The next scene presented the assembled council and the prolonged debate; the warriors' detail of their long secret marches, continued hunger, and anxious ambush, until the moment arrived of the Pale-face's security, and the Indian war-whoop, surprise, and triumph. The continued massacre is next detailed; ending with the settlement being left a reeking charnel-house, and its best champion led captive to crown the triumph with his death, the last and proudest sacrifice to Indian vengeance.
The last change was to the ready stake, near which stood the unshaken captive and the eager warriors, encircled by an admiring crowd—and woman, too, was there, lovely woman! whose angel heart no custom, however barbarous and time-honoured, can wholly harden against that tender sympathy which forms at once her highest pleasure and her most dangerous snare.
Amongst the eager crowd stood one admiring, and pitying whilst admiring, till nature, stronger than the ties of country and of custom, spurning their control, armed with irresistible persuasion the Indian maiden's tongue, and touched a new chord in the stern breast of her sire and king; at once giving to the hopeless captive life and freedom, and winning for the name of Pocahontas the immortality of a nation's gratitude: and never, surely, did nature show more beautiful than when it thus rose superior to the force of habit long confirmed; nor ever did mercy achieve a prouder triumph than when, animating woman's voice, it reprieved from the fire of the Indian warrior a captive so feared and so honoured.

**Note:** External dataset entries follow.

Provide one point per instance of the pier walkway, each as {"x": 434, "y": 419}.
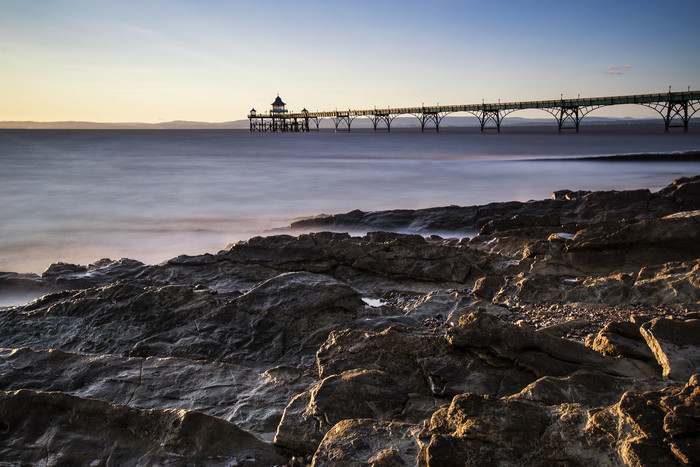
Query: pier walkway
{"x": 676, "y": 108}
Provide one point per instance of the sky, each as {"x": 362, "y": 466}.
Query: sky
{"x": 207, "y": 60}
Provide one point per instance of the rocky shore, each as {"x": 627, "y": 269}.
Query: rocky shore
{"x": 563, "y": 331}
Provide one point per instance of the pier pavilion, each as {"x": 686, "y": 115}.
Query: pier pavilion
{"x": 676, "y": 109}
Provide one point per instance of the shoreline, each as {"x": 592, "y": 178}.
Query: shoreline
{"x": 578, "y": 314}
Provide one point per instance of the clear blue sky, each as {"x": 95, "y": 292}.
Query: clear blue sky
{"x": 205, "y": 60}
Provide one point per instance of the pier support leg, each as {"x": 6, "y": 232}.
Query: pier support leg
{"x": 569, "y": 113}
{"x": 430, "y": 117}
{"x": 676, "y": 110}
{"x": 490, "y": 116}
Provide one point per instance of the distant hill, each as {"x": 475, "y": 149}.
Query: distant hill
{"x": 175, "y": 125}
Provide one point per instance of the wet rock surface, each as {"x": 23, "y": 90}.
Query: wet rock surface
{"x": 561, "y": 331}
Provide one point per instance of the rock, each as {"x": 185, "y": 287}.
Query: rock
{"x": 352, "y": 394}
{"x": 642, "y": 428}
{"x": 480, "y": 430}
{"x": 437, "y": 303}
{"x": 562, "y": 329}
{"x": 251, "y": 400}
{"x": 676, "y": 346}
{"x": 481, "y": 306}
{"x": 622, "y": 339}
{"x": 279, "y": 321}
{"x": 368, "y": 442}
{"x": 540, "y": 354}
{"x": 585, "y": 387}
{"x": 423, "y": 364}
{"x": 59, "y": 429}
{"x": 126, "y": 363}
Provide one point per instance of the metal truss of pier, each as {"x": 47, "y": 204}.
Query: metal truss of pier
{"x": 676, "y": 109}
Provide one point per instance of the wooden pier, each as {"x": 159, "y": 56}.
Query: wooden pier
{"x": 676, "y": 109}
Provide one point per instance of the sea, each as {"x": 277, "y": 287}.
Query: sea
{"x": 77, "y": 196}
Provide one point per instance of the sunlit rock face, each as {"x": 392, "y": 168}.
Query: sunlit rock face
{"x": 559, "y": 331}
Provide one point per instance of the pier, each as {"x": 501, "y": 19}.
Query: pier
{"x": 676, "y": 109}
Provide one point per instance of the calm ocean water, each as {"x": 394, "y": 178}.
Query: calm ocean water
{"x": 78, "y": 196}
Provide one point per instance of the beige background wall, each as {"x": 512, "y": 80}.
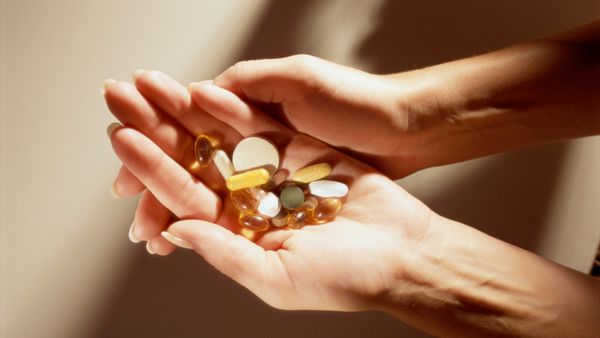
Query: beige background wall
{"x": 67, "y": 267}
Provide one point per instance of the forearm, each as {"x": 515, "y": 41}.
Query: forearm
{"x": 532, "y": 93}
{"x": 465, "y": 283}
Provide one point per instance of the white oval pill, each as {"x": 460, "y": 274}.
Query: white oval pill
{"x": 254, "y": 152}
{"x": 269, "y": 205}
{"x": 327, "y": 189}
{"x": 223, "y": 164}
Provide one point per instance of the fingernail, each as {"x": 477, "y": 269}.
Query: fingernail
{"x": 149, "y": 248}
{"x": 105, "y": 85}
{"x": 132, "y": 236}
{"x": 113, "y": 190}
{"x": 176, "y": 240}
{"x": 111, "y": 128}
{"x": 137, "y": 74}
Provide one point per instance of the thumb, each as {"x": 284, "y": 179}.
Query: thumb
{"x": 271, "y": 80}
{"x": 233, "y": 255}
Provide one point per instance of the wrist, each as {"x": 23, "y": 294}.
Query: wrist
{"x": 461, "y": 282}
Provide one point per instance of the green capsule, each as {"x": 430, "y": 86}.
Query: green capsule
{"x": 204, "y": 150}
{"x": 291, "y": 197}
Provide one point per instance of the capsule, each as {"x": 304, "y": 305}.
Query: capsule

I had, in this place, the pleasure of passing an evening with a descendant of this princess, rendered more famous by her compassionate nature than though her father had worn the diadem of the Cæsars. This is the third female I have encountered in society claiming the like honourable descent; they have each been distinguishable both in physiognomy and manner; right gentle ladies all, as ever sprung from royal lineage, savage or civilized: one of them, lately married to a northern gentleman, possesses in a remarkable degree the traits of Indian blood and beauty, with much simplicity and grace of manner, and a freshness and warmth of feeling as delightful as it is natural and original.